In terms of the intertumoral androgen synthesis, several key enzymes and genes in the synthetic process are
identified as potential targets for diagnosis or treatment. One of them is 3β-hydroxysteroid dehydrogenase
isoenzyme-1 (3βHSD1, encoded by HSD3B1), which catalyzes the rate-limiting step in the metabolic
conversion from DHEA to testosterone and DHT in the adrenal gland . A specific germline missense-
[12]
encoding variant of HSD3B1(1245A>C, rs1047303) leads to a divergence of enzyme level and downstream
androgen synthesis. HSD3B1(1245A) is known as an adrenal-restrictive allele as it codes an enzyme that is
degraded more rapidly, while HSD3B1(1245C), an adrenal-permissive allele, codes a stable enzyme resistant
to proteasomal degradation that promotes robust conversion from DHEA to DHT [13,14] . A series of studies
indicated that genetic variants in HSD3B1 are associated with the progression of PCa and resistance of
ADT. In this review, the homozygous variant genotype is referred to as HSD3B1 (CC), while the
heterozygous genotype and homozygous wild type are referred to as HSD3B1 (AC) and HSD3B1 (AA),
respectively.
In this review, we summarize the published studies regarding the association between HSD3B1 and the
clinical management of PCa, including both CSPC and CRPC. We also discuss the contemporary
significance of HSD3B1 and its potential value in the therapeutic decision in PCa.
EVIDENCE SYNTHESIS
We searched the published research articles using the keywords “prostate cancer” and “HSD3B1”, in
PubMed and Embase database. In total, 45 results were found. After review of the abstracts and full articles,
16 original research articles were finally included in this review.

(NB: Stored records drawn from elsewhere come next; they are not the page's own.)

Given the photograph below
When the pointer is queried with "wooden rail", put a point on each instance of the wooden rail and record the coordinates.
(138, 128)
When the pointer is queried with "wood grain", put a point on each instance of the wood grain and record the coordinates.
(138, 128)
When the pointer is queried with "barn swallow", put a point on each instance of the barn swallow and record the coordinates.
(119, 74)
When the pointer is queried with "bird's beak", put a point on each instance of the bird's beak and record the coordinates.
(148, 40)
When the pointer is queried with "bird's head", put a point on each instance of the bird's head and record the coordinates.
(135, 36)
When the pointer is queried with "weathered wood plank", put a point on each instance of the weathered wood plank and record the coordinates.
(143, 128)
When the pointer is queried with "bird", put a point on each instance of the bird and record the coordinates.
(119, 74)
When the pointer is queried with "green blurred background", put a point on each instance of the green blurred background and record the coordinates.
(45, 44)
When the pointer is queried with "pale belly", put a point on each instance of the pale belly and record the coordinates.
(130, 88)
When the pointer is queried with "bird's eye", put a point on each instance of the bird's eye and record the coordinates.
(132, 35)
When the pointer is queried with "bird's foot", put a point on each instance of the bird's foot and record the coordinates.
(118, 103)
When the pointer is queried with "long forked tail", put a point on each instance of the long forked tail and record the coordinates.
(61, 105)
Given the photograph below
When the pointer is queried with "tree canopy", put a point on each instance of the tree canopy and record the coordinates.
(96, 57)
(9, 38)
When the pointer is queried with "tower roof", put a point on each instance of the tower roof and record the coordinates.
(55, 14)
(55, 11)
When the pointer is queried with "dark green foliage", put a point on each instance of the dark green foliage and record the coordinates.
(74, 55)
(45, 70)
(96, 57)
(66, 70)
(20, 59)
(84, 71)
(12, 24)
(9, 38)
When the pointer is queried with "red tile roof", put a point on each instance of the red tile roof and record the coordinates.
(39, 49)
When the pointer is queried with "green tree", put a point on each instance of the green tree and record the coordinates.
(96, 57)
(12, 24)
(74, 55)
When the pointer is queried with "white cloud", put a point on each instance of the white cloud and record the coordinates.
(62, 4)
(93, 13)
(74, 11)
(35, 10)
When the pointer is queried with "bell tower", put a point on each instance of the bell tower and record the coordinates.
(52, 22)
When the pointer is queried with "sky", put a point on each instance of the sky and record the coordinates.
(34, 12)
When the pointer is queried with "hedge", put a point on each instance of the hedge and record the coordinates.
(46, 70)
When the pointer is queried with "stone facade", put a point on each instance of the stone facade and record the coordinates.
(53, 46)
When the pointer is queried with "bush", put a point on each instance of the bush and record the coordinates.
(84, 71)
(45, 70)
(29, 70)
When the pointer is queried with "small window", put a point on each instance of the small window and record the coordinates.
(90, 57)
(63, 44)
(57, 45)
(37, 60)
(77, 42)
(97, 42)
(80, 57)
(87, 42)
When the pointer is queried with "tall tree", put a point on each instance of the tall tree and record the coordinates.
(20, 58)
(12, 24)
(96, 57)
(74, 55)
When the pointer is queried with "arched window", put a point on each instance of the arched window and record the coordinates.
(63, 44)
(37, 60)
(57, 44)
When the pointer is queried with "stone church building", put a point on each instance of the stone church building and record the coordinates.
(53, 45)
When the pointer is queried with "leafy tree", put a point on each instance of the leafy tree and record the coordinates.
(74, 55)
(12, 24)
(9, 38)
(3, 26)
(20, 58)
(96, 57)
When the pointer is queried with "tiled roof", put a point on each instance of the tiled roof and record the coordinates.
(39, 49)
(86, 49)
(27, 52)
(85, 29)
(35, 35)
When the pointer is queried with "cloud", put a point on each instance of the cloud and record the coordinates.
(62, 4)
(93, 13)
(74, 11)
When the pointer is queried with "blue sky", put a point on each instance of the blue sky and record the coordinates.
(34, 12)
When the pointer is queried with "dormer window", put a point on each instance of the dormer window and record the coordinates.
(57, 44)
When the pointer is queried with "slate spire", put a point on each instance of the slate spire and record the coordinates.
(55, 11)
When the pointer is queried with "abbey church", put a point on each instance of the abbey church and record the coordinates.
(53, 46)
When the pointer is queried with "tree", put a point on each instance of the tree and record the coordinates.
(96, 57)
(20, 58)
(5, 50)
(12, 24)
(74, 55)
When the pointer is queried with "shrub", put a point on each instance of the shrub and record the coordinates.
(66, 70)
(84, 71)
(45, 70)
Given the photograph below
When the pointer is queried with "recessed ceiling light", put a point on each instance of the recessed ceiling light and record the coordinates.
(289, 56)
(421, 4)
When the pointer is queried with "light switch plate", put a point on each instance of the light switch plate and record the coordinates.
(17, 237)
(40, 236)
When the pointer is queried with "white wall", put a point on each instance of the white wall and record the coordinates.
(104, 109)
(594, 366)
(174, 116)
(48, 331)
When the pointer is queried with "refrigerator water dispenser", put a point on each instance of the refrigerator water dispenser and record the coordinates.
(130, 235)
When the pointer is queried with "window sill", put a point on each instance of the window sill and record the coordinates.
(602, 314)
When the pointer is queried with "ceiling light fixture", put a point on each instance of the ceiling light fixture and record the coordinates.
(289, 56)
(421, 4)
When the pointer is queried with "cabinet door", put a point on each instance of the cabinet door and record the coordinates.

HSD3B1(1245C) promotes resistance to ADT and development to CRPC
Recently, plenty of evidence shows that PCa patients carrying HSD3B1(1245C) variant were more likely to
become resistant to ADT and progress to CRPC. This variant was also reported to be associated with worse
survival outcome for patients with PCa treated with ADT, especially for those with low-volume diseases.